Part of the reason is that individual LEDs are typically quite small; the surface area of the semiconductor material that emits light is only about one square millimeter. As a consequence, a bright LED, of the kind found in a flashlight, might produce 80 lumens (a lumen is a standard measure of how powerful a light source appears). A 100-watt incandescent bulb, in contrast, typically emits about 1,500 lumens. To approach this level of brightness, lighting manufacturers have arranged LEDs in arrays, which is a bulky solution at best.

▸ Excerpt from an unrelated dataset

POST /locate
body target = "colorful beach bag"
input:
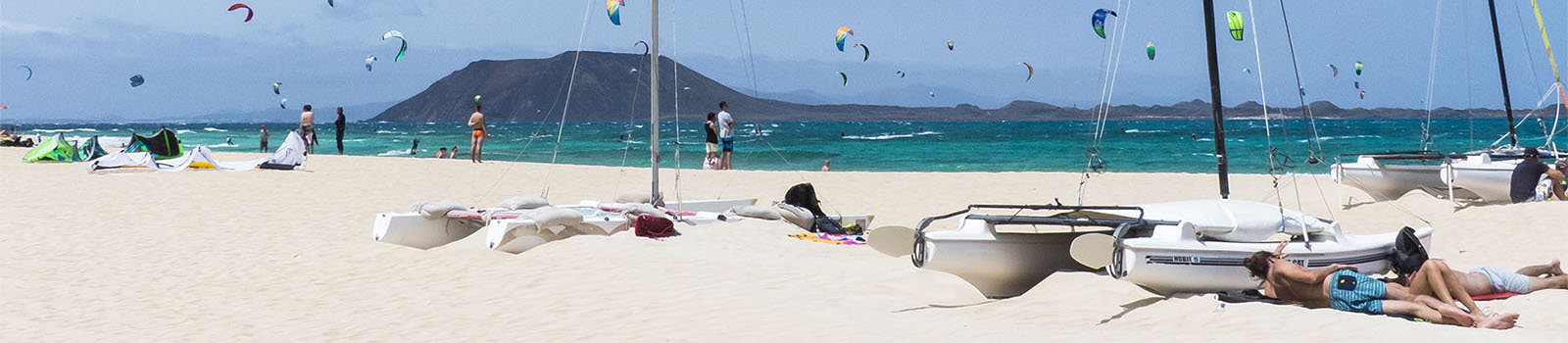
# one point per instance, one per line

Some have made individual small LEDs as bright as 1,000 lumens, but these are expensive and still function best as spotlights, not as area lighting for a room.
Now Luminus Devices hopes to break into the general lighting realm with its LED PhlatLight. Derived from research the firm’s founders did at MIT, the PhlatLight is a much bigger LED, with a light-emitting area of 12 square millimeters. A single such LED can generate up to 3,300 lumens. PhlatLights have already been used to backlight large LCD screens, replacing the necessary thousands of LEDs with a few dozen.
For room lighting, a PhlatLight would be placed at the end of a plastic tube similar to those used for fluorescent fixtures. Light from the LED would spread out along the tube, illuminating a wide area. Luminus Devices hopes to have affordable versions of such lighting on the market within a few years.